Wall Street rallies, European shares see biggest gain in 2 months

·4 min read
Traders work on the floor of the NYSE in New York

By Chris Prentice and Huw Jones

NEW YORK/LONDON (Reuters) -Wall Street's main indexes rose and European shares logged their largest one-day gain in two months on Friday as talks on raising the U.S. debt ceiling progressed.

Treasury yields climbed as investors rethought how long interest rates were likely to keep rising.

Democratic and Republican negotiators were still struggling to reach a deal to raise the U.S. government's debt ceiling with the deadline looming.

The MSCI world equity index, which tracks shares in 49 nations, gained 1.09% but was still down 0.51% on the week.

U.S. data showed stronger-than-expected consumer spending in April. The increase in personal consumption expenditures (PCE) raised expectations the Federal Reserve will hike interest rates again in either June or July.

U.S. President Joe Biden and top congressional Republican Kevin McCarthy appeared to be closing in on an agreement ahead of a June 1 deadline that would raise the government's $31.4 trillion debt ceiling for two years. A top Republican, however, said there were disagreements over some benefit programs for low-income Americans. Meanwhile, after the market close Treasury Secretary Janet Yellen extended the deadline for raising the debt limit to June 5.

The dollar eased against a basket of currencies, but was still on track for a third straight weekly gain as markets bet on higher-for-longer interest rates. [FRX/]

Gold advanced from two-month lows, and oil prices rose.

Euro zone government bond yields were higher as robust economic data and hawkish remarks by central bank officials triggered some upward repricing in market bets on euro zone interest rates.

"This week has been a bit of a wake-up call to rate expectations. There is a realization that inflation is going to be stickier for a lot longer," said Mike Hewson, chief markets strategist at CMC Markets.

The Dow Jones Industrial Average rose 1.00% to 33,093.34, the S&P 500 gained 1.30% to 4,205.45 and the Nasdaq Composite climbed 2.19% to 12,975.69.
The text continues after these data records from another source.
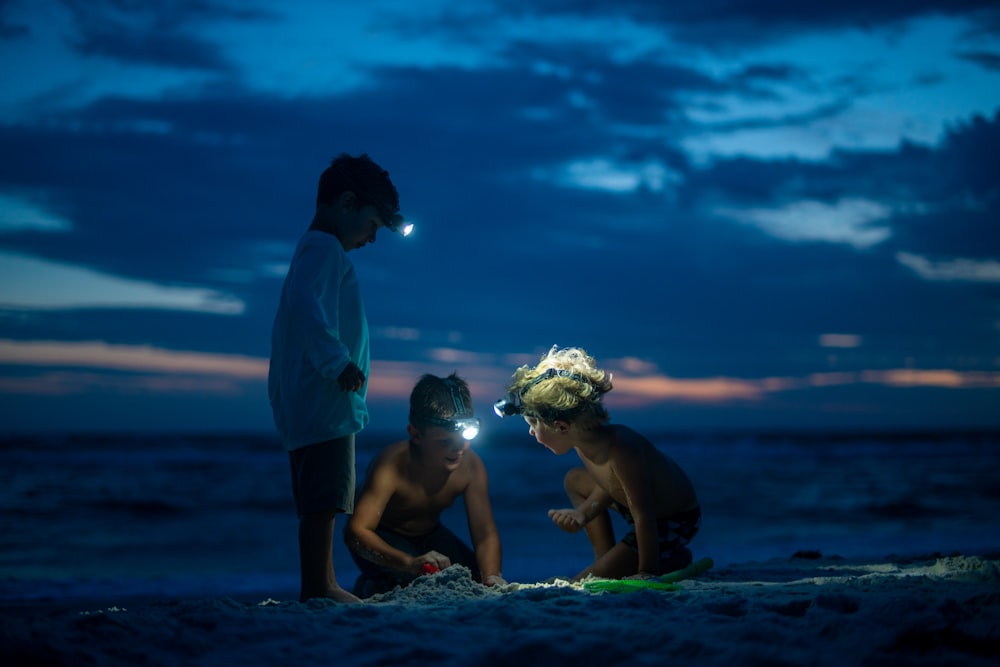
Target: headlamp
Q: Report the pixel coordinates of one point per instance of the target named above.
(461, 422)
(467, 426)
(511, 403)
(398, 223)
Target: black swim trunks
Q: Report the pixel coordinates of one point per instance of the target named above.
(375, 578)
(674, 533)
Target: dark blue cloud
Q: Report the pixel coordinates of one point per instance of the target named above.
(154, 32)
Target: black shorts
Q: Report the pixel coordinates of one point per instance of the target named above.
(323, 476)
(674, 532)
(375, 578)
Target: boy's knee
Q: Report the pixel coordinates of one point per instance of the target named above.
(576, 479)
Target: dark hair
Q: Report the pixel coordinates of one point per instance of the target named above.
(431, 397)
(361, 175)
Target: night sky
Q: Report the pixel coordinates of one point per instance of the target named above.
(757, 215)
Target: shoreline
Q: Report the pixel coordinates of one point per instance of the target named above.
(906, 610)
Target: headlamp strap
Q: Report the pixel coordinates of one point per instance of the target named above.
(551, 373)
(456, 399)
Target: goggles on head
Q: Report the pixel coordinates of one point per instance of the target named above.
(461, 421)
(511, 403)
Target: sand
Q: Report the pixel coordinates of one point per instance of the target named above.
(803, 610)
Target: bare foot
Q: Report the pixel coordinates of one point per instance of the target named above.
(569, 520)
(336, 594)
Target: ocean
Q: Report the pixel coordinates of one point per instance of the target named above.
(155, 516)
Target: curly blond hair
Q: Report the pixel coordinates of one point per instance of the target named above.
(565, 384)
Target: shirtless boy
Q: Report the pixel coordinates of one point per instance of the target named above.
(560, 399)
(396, 532)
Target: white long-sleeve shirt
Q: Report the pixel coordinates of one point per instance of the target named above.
(320, 326)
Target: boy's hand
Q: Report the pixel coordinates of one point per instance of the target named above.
(438, 560)
(351, 379)
(569, 520)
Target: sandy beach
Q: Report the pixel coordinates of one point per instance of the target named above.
(808, 609)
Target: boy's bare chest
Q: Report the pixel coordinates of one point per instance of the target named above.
(416, 500)
(605, 477)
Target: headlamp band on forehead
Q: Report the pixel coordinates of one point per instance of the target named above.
(551, 373)
(462, 419)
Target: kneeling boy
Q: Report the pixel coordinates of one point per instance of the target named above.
(396, 534)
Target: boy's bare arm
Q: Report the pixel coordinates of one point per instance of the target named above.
(360, 535)
(572, 520)
(633, 474)
(482, 526)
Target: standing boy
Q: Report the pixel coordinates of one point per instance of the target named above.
(395, 534)
(560, 399)
(317, 381)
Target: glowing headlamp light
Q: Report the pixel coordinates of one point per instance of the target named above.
(467, 426)
(461, 422)
(398, 223)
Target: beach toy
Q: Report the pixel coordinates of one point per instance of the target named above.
(666, 582)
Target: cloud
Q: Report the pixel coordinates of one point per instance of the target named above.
(161, 34)
(845, 341)
(58, 286)
(138, 358)
(611, 176)
(848, 221)
(19, 214)
(953, 270)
Chip stocks surged for a second day on optimism about artificial intelligence. Marvell Technology Inc finished up more than 30% after it forecast its annual artificial-intelligence (AI) revenue would double.
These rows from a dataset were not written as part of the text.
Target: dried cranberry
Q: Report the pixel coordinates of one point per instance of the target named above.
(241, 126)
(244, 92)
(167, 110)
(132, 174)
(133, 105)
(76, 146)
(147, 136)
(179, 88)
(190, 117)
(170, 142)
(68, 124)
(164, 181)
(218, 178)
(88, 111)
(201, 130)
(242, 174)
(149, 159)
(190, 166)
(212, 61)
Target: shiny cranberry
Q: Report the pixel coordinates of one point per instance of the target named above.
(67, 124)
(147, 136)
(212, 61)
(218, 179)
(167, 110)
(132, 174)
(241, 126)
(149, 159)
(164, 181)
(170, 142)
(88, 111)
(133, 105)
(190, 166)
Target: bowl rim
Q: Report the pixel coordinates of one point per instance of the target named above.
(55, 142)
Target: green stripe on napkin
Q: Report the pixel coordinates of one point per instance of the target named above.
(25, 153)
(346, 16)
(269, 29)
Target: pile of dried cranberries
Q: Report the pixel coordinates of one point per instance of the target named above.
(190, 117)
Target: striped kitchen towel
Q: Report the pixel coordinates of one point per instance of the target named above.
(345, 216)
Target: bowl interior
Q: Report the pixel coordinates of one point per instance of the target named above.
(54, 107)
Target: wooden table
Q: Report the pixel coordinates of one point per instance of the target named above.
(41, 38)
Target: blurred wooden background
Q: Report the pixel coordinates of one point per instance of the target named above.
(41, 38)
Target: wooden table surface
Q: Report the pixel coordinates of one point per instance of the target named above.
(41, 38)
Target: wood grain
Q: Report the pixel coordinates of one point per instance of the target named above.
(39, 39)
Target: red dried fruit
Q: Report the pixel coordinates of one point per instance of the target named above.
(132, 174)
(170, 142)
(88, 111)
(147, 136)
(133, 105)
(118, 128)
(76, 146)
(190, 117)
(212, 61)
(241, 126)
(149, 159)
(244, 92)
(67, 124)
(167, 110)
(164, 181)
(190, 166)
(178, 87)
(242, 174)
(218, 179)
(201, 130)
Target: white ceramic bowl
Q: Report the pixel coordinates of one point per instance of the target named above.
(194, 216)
Shares of the world's most valuable chipmaker, Nvidia Corp, added 2.54% after vaulting to a record high on Thursday following a bumper forecast.

The pan-European STOXX 600 index closed 1.2% higher, bouncing back from Thursday's eight-week low. Swedish gaming company Embracer jumped 13.1% to top the index, and Faurecia added 7.5% after Jefferies upgraded the French car parts maker to "buy".

Italy hopes to close 2023 with economic growth of between 1.2%-1.4%, higher than the official target set at 1% in April, Economy Minister Giancarlo Giorgetti said.

The yield on two-year Treasury notes, which rises with traders' expectations of higher federal fund rates, rose to 4.5598% from 4.51% previously.

CHINA RECOVERY QUESTIONED

In Asia, Japan's Nikkei rose 0.4% with revenue and production upgrades for Nvidia boosting Japanese firms with exposure. [.T]

The cost of insuring exposure to U.S. government debt dropped on Friday.

China's yuan slid along with Chinese stocks as the shine comes off expectations of a booming post-pandemic recovery, sending steel prices in the country to a three-year low.

"The U.S. debt issues are not the only 'ceiling' that we are dealing with, as a slowdown in Chinese economic data suggests that a ceiling for growth may be forming as well," said RBC technical strategist George Davis.

Brent crude settled 69 cents, or 0.9%, higher at $76.95 a barrel and U.S. crude closed up 84 cents, or 1.2%, to $72.67 as traders juggled conflicting messages on supply from key producers ahead of the next OPEC+ policy meeting.[O/R]

Spot gold prices rose 0.33% to $1,946.69 an ounce, and gold futures edged up 0.03% to settle at $1,944.30.